The explosive potential of this combination cannot be overestimated; the autumn of 2015 was after all a season of terror. The Paris attacks sent new waves of fear around the world and raised concerns, in view of the organizations behind them and the conditions under which they came about, over the possible long-term consequences of failed integration policies for a country and a continent. Can we manage to do what has obviously failed in France? And if so, by what means, with what aims and convictions?

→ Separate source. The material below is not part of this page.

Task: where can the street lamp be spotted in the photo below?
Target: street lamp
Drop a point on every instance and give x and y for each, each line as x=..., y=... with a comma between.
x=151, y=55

If we were to provide a philosophical foundation for Merkel’s current position, it would be an expression of Protestant pragmatism as voiced by Immanuel Kant. According to this philosophy, there is nothing better, nothing more powerful in the world than goodwill. This good Kantian will sees humanity primarily as an end in itself requiring absolute protection – and only secondarily as a possible means to a (demographic, economic…) end. These would be the two permanent absolutes of a Kantian realpolitik. Yet Kant was not only a philosopher of the reasonably excessive, but also a proponent of beneficial boundaries and demarcations. There is no purely practical reason in his system, on good grounds – simply because every reasonable action remains related to the opposing reality in which it must prove itself. How, then, might a refugee policy look within the boundaries of practical reason? And what might it hope for in view of the geopolitical circumstances? That existing borders do not one day become lethal walls? That we might succeed in getting across permanently to every newcomer and everyone in the hosting countries (!) how ineffably valuable the promise is to respect every individual as an end in itself and accordingly to enable each one the freedom to seek their own end within this parameter? That would certainly be a great deal.
On the way to that point, we must ensure that everyone can address their own fears and hopes, concerns and aims: openly, honestly and with an open ear for what we would perhaps rather not hear or not understand. It would be a good start if we had the courage to admit our fundamental perplexity for the moment; and therefore to begin by formulating questions. (…) Philosophers have given their personal answers to burning questions on the refugee crisis and the reasons behind them in the current philosophie magazine. Not as ultimate truths, but as the beginning of a clarifying conversation about the country and the world in which we want to live. The time is right for such a conversation.